Mit Geldbuße bis zu 1.000 € bestraft werden soll(en) künftig:
- die ‘Wiederkehrende ortsfeste Ansammlung von Personen (Lagern), die dabei Passanten bei der Nutzung des öffentlichen Straßenraums im Rahmen des Gemeingebrauchs behindern oder belästigen’ [§ 12 (1) 2.] Wie sollen Mitarbeiter des Ordnungsamtes entscheiden, was eine ‘Belästigung’ darstellt? Wann darf wer sich ungestraft am selben Platz wie gestern aufhalten? Wird ‘Belästigung’ individuell nicht auch danach empfunden, welches Alter, welche Herkunft … die Betroffenen haben?
- ‘Störungen vor allem in Verbindung mit Alkoholgenuss oder anderen berauschenden Mitteln (z.B. Grölen (…)’ [§ 12, (1) 3.] Ist Public Viewing mit Alkoholgenuss und das Anfeuern der eigenen Mannschaft eine Belästigung? Wie ist das, wenn Fußballfans drei Wochen nach der WM ihre Hymnen singen: Werden sie bestraft? Eine Regelung, die mal so und mal so durchgesetzt werden kann, nutzt niemanden und zerstört das Vertrauen in die demokratische Stadtgesellschaft.
- Wer Informationsmaterial verteilt, ohne ‘sein von Passanten in einem Umkreis von 100 m weggeworfenes Werbematerial unverzüglich wieder einzusammeln.’ [§ 20 (3)] So wird die Arbeit u.a. von Bürgerinitiativen massiv erschwert.
- ‘Musiker und Schauspieler dürfen nur in den ersten 30 Minuten einer vollen Stunde ihre Darbietungen vorführen. Die zweite Hälfte jeder vollen Stunde ist spielfrei zu halten.

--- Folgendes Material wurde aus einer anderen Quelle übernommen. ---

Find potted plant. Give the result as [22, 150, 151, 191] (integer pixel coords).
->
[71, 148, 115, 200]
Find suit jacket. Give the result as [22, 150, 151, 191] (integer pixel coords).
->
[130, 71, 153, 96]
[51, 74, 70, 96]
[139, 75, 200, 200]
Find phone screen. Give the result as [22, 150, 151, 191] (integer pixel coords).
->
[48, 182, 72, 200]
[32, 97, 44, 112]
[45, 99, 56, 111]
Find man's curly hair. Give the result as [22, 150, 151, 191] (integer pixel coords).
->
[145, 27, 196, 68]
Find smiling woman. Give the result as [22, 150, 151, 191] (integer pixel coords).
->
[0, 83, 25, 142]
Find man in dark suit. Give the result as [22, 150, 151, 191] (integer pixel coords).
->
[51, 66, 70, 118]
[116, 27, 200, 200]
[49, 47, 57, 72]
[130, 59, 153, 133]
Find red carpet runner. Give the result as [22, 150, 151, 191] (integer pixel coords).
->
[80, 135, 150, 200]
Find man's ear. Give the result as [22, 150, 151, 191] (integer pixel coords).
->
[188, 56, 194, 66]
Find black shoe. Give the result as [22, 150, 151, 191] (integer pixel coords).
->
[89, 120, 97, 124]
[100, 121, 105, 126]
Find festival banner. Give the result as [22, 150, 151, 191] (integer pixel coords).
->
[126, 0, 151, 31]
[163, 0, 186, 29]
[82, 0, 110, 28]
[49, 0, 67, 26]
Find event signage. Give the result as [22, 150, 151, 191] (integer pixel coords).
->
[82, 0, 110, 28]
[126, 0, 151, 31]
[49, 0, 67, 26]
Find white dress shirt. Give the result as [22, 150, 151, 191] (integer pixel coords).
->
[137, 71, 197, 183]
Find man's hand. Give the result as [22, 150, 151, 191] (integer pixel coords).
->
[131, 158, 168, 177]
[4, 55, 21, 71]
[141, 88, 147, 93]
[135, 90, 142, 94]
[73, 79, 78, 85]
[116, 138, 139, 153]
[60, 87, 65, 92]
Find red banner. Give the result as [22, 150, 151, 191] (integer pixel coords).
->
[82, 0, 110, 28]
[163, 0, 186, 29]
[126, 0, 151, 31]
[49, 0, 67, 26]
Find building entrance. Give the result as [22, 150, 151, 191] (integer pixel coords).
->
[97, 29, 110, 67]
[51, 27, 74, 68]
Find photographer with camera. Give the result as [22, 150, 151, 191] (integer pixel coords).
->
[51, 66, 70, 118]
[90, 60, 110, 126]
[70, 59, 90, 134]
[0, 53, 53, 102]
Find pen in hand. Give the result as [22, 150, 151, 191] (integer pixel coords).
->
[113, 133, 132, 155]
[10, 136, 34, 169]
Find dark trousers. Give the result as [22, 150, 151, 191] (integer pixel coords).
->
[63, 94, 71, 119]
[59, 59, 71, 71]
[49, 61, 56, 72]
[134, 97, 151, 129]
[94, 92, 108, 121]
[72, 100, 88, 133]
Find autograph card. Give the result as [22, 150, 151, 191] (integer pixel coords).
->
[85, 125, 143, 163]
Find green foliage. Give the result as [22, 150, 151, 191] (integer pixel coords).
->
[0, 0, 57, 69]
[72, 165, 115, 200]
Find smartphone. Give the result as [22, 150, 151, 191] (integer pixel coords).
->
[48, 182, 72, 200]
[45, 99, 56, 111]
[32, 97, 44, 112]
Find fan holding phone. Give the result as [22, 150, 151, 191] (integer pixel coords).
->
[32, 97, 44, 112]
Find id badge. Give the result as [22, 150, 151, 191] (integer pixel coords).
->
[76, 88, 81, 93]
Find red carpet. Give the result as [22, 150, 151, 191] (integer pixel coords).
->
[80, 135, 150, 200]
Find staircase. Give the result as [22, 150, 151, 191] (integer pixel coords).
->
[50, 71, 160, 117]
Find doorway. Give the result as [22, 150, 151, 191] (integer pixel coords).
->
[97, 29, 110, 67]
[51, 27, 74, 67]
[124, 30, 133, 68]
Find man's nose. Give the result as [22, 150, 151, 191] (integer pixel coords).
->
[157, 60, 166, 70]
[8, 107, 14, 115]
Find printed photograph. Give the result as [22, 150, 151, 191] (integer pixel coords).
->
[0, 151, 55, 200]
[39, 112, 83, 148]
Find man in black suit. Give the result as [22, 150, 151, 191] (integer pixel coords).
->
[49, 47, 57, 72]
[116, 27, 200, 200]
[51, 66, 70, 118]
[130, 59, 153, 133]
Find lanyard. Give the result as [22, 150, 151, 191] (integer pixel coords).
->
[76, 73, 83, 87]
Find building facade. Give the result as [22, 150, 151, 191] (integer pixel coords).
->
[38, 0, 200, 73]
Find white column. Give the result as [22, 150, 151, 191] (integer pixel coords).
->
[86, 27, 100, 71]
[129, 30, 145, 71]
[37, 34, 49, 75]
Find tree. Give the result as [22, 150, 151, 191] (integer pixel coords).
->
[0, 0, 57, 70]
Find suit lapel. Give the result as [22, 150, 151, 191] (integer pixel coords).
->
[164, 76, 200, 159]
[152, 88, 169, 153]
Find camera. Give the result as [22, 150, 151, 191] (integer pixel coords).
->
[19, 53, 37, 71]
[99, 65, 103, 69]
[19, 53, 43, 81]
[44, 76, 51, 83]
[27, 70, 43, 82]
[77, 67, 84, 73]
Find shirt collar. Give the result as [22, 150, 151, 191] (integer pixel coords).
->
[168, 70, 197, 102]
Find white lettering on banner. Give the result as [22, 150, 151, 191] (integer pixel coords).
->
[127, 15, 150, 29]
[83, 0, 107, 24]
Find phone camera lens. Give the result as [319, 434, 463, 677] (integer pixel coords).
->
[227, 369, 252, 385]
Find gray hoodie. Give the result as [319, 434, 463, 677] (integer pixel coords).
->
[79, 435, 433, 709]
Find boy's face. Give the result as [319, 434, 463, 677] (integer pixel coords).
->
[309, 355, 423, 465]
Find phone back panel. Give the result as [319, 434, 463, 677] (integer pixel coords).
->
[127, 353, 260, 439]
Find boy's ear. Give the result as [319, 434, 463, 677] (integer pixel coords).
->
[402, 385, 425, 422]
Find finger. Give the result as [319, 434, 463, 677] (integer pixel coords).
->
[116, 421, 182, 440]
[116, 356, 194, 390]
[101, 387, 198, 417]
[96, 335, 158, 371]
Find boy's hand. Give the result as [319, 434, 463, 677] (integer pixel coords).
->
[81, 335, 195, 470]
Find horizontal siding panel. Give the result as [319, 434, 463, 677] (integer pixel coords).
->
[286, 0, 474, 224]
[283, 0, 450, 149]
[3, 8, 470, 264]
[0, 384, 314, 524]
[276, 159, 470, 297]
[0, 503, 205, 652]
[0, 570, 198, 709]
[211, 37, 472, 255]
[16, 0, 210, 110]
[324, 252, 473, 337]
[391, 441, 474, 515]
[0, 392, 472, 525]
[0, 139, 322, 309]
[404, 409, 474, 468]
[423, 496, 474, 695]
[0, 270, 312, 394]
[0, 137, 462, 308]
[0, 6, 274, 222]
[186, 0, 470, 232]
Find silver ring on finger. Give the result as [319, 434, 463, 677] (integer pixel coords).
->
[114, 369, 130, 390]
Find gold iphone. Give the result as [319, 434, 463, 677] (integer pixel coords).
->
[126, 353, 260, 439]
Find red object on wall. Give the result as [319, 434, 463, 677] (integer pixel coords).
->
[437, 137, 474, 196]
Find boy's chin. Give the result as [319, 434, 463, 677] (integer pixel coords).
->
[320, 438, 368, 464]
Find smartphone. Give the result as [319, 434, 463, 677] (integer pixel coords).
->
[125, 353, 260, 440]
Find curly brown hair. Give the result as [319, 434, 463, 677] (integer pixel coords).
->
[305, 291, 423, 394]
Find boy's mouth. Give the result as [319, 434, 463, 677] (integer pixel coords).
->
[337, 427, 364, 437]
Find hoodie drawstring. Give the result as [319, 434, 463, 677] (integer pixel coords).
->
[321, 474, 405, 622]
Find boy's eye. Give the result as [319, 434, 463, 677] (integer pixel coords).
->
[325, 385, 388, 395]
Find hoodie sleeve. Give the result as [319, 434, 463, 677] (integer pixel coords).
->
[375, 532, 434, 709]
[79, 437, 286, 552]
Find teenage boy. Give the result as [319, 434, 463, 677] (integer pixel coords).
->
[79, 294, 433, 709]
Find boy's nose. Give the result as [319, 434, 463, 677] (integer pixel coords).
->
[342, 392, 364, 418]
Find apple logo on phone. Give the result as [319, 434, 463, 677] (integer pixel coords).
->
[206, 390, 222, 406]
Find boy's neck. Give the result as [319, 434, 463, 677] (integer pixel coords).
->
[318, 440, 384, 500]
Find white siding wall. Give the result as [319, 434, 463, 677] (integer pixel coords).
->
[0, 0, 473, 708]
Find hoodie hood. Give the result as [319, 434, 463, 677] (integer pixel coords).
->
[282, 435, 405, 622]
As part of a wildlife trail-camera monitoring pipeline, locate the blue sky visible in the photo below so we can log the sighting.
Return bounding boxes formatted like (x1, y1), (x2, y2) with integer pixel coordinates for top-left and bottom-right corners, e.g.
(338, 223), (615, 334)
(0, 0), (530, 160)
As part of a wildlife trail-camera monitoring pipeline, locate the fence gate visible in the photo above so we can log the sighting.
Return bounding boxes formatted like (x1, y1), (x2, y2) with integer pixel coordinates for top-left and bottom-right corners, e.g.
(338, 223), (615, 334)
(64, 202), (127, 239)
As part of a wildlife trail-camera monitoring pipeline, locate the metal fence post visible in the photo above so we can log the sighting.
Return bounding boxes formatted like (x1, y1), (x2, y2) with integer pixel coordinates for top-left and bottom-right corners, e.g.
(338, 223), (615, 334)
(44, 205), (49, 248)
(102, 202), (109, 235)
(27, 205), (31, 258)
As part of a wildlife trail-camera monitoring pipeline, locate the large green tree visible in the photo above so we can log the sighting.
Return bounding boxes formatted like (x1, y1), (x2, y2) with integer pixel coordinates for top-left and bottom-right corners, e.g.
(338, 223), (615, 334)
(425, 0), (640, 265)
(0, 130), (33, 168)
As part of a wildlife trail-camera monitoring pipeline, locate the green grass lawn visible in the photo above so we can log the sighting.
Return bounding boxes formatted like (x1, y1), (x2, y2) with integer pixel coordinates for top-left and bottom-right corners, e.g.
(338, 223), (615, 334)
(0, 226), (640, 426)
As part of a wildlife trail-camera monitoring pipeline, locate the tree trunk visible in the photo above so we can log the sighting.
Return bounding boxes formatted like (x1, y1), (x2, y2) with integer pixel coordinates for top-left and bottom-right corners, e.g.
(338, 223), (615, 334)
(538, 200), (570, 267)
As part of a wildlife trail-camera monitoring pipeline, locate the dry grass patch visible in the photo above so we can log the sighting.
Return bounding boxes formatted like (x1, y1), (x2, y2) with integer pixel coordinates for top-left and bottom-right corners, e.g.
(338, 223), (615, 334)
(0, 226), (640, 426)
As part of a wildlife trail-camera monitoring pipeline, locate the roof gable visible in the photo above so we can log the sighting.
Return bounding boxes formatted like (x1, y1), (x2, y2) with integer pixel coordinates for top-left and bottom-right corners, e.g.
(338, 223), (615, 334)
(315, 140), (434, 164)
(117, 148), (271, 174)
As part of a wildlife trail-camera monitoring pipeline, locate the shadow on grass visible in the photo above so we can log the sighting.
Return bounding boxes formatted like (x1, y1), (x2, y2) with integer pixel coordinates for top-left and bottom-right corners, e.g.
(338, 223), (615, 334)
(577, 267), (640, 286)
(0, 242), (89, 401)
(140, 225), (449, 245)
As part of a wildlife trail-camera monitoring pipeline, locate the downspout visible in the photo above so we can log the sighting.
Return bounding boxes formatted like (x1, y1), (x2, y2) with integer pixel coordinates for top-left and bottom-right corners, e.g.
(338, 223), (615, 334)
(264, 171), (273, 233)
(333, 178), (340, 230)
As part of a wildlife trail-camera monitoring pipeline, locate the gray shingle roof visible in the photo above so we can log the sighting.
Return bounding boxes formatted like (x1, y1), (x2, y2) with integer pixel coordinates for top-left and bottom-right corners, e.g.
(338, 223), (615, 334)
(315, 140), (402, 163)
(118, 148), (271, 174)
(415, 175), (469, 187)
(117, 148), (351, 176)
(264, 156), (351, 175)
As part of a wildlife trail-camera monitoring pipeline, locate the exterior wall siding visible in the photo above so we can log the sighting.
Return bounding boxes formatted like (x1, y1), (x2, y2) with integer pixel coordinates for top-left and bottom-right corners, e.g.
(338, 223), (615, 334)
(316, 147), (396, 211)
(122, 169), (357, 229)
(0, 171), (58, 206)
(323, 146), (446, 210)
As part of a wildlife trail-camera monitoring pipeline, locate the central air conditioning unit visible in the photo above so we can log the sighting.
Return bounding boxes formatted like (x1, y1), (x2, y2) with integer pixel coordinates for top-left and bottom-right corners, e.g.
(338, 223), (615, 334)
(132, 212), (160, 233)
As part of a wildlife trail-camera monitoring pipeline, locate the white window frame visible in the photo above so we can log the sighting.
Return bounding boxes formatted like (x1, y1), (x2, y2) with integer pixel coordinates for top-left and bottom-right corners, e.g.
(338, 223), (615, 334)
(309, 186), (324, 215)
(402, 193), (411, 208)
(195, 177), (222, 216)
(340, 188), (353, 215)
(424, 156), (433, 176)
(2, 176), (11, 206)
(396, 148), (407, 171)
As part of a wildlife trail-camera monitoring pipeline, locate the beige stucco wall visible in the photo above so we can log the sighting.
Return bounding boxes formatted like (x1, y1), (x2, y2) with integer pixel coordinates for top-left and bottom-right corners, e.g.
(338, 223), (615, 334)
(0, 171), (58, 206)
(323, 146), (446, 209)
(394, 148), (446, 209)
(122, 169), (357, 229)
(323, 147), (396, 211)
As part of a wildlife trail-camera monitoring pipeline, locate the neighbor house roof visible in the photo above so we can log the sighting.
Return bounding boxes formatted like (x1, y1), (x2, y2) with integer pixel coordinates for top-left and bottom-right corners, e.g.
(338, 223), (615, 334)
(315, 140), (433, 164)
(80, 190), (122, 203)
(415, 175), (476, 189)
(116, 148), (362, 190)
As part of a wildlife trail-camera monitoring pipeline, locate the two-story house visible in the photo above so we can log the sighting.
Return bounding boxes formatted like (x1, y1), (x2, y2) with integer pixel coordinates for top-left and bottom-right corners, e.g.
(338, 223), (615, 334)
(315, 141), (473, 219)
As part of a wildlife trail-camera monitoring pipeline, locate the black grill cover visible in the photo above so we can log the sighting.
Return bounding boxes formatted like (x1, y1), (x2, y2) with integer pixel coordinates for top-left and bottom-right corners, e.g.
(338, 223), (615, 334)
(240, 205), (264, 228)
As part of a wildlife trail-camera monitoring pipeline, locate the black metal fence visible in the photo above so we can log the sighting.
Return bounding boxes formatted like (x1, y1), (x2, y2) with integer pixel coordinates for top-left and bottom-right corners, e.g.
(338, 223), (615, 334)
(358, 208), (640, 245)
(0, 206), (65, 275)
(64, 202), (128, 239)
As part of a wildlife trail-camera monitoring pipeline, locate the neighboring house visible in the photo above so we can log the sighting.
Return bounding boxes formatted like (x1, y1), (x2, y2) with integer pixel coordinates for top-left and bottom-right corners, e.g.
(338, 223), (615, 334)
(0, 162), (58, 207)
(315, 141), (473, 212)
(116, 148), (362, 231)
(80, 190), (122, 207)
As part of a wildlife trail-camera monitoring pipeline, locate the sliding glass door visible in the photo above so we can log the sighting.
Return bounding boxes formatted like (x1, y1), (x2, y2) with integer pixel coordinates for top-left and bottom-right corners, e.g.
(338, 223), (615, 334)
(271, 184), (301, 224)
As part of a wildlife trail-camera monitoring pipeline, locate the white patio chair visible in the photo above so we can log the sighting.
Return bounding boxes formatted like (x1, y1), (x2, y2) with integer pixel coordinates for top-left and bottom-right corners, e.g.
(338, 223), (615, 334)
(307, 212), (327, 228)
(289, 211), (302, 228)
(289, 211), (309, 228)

Nach jeder Darbietung ist der Standort so zu verändern, dass die Darbietung am ursprünglichen Standort nicht mehr hörbar ist, der neue Standort muss mindestens 200 Meter entfernt sein.’ [§ 19 (2)] Gibt es in Solingen tatsächlich so viele Straßenmuskanten, dass wir hier ordnungsrechtlich eingreifen müssen? Soll so die Innenstadt mit Leben gefüllt werden?“
- ‘Das Füttern wildlebender Tiere (…) ist untersagt.’ [§ 14 (7)]
Die heutige Straßenordnung verbietet das Füttern von Wildtauben, verwilderten Haustauben und Wassergeflügel. Soll künftig auch das Füttern von wildlebenden Singvögeln mit Meisenknödeln durch Bußgelder bestraft werden?
- Was zählt noch zu ‘von der Klingenstadt Solingen für besondere Zwecke zur Verfügung gestellte Flächen wie zum Beispiel Spiel- und Bolzplätzen’ [§ 11 (9)],
auf denen ein komplettes Alkoholverbot gelten soll? Sind damit auch Sportplätze, Parkplätze, Grillplätze gemeint oder nicht? Oder wird dies individuell unterschiedlich ausgelegt? Die Unbestimmtheit der Definition der Ordnungswidrigkeiten insbesondere in Verbindung mit Alkoholgenuss deutet darauf hin, dass ein Verbot von Alkohol im öffentlichen Raum – das entsprechend dem Duisburger Urteil nicht durchsetzbar ist – durch die Hintertüre eingeführt werden könnte.